Calvin Holmes has served as President of the Chicago Community Loan Fund (CCLF) since 1998. Under his leadership, CCLF’s lending has leveraged nearly $1 billion in additional public- and private-sector capital in over 50 lower wealth Chicagoland communities, in turn supporting over 6,700 units of affordable housing, more than 2.2 million square feet of community facility and commercial/retail space and 1,700 jobs, and community social enterprises. In addition, CCLF has solidified its position as a leading early-stage lender for community developers, a primary lender for affordable housing cooperatives and a principal promoter of sustainable development in metro Chicago. CCLF manages over $30 million in assets, making it one of the 10 largest nonprofit Community Development Financial Institutions (CDFIs) in Illinois, and was one of only eight organizations worldwide honored with the 2009 MacArthur Award for Creative and Effective Institutions.
Holmes’ community development career spans 25 years, including work as a budget planner for a more than $100 million rapid-transit project, and as property manager of a 200-unit assisted housing portfolio. He currently serves as an advisor to the Bank of America National Community Advisory Council, Citibank NMTC Corporation, Mercy Loan Fund CDE, Great Lakes Region Sustainability Funds LLC and The Law Project (Chicago). He serves on the boards of the Community Reinvestment Fund and the Housing Partnership Network, and as secretary on the board of Interfaith Housing Development Corporation of Chicago, as well as on the awards selection committee of the Chicago Neighborhood Development Awards. Holmes is a recognized expert in community development finance, the Community Reinvestment Act and community issues involving housing and access to capital, and regularly presents at conferences and events on these topics.
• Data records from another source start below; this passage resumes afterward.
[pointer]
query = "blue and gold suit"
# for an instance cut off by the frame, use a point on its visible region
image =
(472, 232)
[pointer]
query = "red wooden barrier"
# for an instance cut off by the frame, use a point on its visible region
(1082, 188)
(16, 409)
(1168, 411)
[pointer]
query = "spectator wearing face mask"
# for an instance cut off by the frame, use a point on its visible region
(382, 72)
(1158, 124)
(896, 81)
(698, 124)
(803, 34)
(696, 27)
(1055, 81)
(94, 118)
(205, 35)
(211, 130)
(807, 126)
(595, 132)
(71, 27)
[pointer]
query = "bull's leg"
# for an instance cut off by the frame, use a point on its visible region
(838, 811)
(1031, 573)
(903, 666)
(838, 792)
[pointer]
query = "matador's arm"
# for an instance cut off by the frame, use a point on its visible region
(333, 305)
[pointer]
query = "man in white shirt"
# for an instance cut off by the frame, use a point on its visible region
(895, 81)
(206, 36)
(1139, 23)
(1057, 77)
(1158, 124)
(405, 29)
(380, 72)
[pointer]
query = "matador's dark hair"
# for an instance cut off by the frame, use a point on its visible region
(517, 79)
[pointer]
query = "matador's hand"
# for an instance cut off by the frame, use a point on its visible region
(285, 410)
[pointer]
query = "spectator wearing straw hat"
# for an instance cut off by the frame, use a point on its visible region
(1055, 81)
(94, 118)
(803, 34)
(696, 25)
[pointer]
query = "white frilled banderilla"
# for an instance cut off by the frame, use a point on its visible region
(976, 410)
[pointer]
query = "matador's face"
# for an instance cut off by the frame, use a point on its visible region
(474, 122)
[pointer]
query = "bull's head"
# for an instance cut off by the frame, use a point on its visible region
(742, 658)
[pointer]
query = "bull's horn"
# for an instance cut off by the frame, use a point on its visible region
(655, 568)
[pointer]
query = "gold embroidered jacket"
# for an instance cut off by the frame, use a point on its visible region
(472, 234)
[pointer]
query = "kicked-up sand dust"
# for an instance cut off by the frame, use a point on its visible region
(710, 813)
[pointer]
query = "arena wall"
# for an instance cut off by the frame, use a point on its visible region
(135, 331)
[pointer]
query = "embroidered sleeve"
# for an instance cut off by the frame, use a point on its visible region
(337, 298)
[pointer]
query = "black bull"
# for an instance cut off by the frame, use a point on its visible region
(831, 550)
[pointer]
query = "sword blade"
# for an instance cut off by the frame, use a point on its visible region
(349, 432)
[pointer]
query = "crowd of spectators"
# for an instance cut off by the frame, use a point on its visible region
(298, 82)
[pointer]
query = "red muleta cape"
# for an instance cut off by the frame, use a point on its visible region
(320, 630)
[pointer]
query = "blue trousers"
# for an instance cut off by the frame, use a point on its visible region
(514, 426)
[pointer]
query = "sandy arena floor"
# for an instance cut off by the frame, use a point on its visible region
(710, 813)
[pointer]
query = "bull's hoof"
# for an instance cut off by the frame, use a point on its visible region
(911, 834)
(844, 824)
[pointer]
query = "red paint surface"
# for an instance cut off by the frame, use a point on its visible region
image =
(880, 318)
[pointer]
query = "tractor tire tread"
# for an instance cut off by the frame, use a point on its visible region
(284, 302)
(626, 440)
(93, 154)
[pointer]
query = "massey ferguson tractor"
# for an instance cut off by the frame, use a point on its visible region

Holmes has been honored individually with many community leadership awards, including honors from the Chicago CRA Coalition and Bank of America. In 2001, Holmes was honored as one of Crain’s Chicago’s 40 Under 40 young leaders, and was a 2002-2003 Leadership Greater Chicago fellow. He holds a master’s degree in Urban and Regional Planning, with a concentration in real estate development, from Cornell University, and a BA in African American and Urban Studies from Northwestern University.